2. The method of claim 1 where the reaction tree is determined by
examining intermediates.
3. The method of claim 2 where said intermediates are created using
enzymes.
4. The method of claim 3 where there is one enzyme used to create
said intermediates.
5. The method of claim 3 where two or more enzymes are used to
create said intermediates.
6. An apparatus for determining the purity of a sample comprising:
(a) means for obtaining the mass spectrum of a sample; (b) means
for grouping peaks of said mass spectrum into categories; and (c)
means for determining the number of categories in said sample.
7. The apparatus of claim 6 wherein said categories comprise
reaction trees.
8. The apparatus of claim 6 wherein said means for obtaining a mass
spectrum comprises mass spectroscopy.
9. The apparatus of claim 8 wherein said mass spectroscopy is
performed on a sample which has undergone an enzymatic
digestion.
10. In a computer system having a graphical interface including a
display device and a selection device, a method of displaying
information on the display device in a menu form and accepting menu
selection input from a user, the method comprising: retrieving a
set of menu entries for the menu, each of the menu entries
representing a method to perform upon mass spectra of samples;
displaying the set of menu entries on the display device;
displaying a set of parameters on the display device; providing the
user an opportunity to modify said set of parameters; receiving an
indication of a menu entry selection from the user via the
selection device; and in response to said indication of a menu
entry selection, performing a method on said mass spectra of
samples to determine purity of said samples based on said set of
parameters and said set of menu entries.
11. The computer system of claim 10, wherein said parameters
comprise section for the size of .epsilon..

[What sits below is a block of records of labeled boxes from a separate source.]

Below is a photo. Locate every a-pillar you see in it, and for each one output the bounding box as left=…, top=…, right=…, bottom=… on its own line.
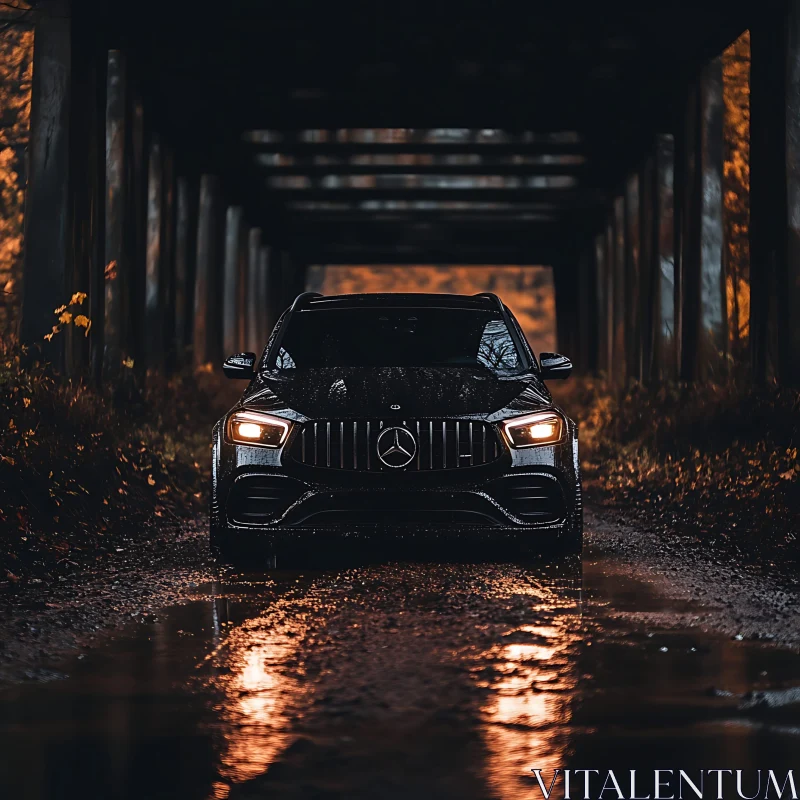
left=222, top=206, right=242, bottom=357
left=680, top=58, right=728, bottom=381
left=750, top=2, right=800, bottom=386
left=192, top=175, right=220, bottom=367
left=245, top=228, right=265, bottom=353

12. The computer system of claim 10, wherein said parameters
include the names of files containing different mass spectra to be
used to determine the purity of the sample.
13. A set of application program interfaces embodied on a
computer-readable medium for execution on a computer in conjunction
with an application program that determines the purity of samples,
comprising: a first interface that receives functions for a method
analyzing mass spectra; a second interface that receives parameters
for said analysis; a third interface that receives mass spectra of
said samples; and returns the purity of said samples.
14. The set of application program interfaces of claim 13 wherein
said parameters comprise the size of .epsilon..
15. The set of application program interfaces of claim 13 wherein
said method of analyzing mass spectra comprises the creation of
reaction trees.
16. A method of deconvoluting samples comprising: (a) obtaining the
mass spectrum of a sample; (b) creating reactions trees of the
products from said sample's mass spectrum; and (c) determining if
said reaction trees are separate.
Description
FIELD OF INVENTION
[0001] The field of the present invention is in the area of mass
spectroscopy and purity analysis. Specifically the invention is
related to determining the purity of samples of materials. The
invention also relates to identification of an unknown sample of
materials and the creation of their reaction trees.
BACKGROUND
[0002] 1. Mass Spectroscopy
[0003] Mass spectrometry is concerned with the separation of matter
according to atomic and molecular mass. It is most often used in
the analysis of organic compounds of molecular mass up to as high
as 200,000 Daltons, and until recent years was largely restricted
to relatively volatile compounds. Continuous development and
improvement of instrumentation and techniques have made mass
spectrometry the most versatile, sensitive and widely used
analytical method available today.
[0004] 2. Rooted Trees
[0005] A rooted tree is a tree in which one of the vertices is
distinguished from the others. The distinguished vertex is called
the root of the tree. Consider a node x in a rooted tree T with
root r. Any node y on the unique path from r to x is called an
ancestor of x. If y is an ancestor of x, then x is a descendent of
y. If the last edge on the path from the root r of a tree T to a
node x is (y,x), then y is the parent of x, and x is a child of y.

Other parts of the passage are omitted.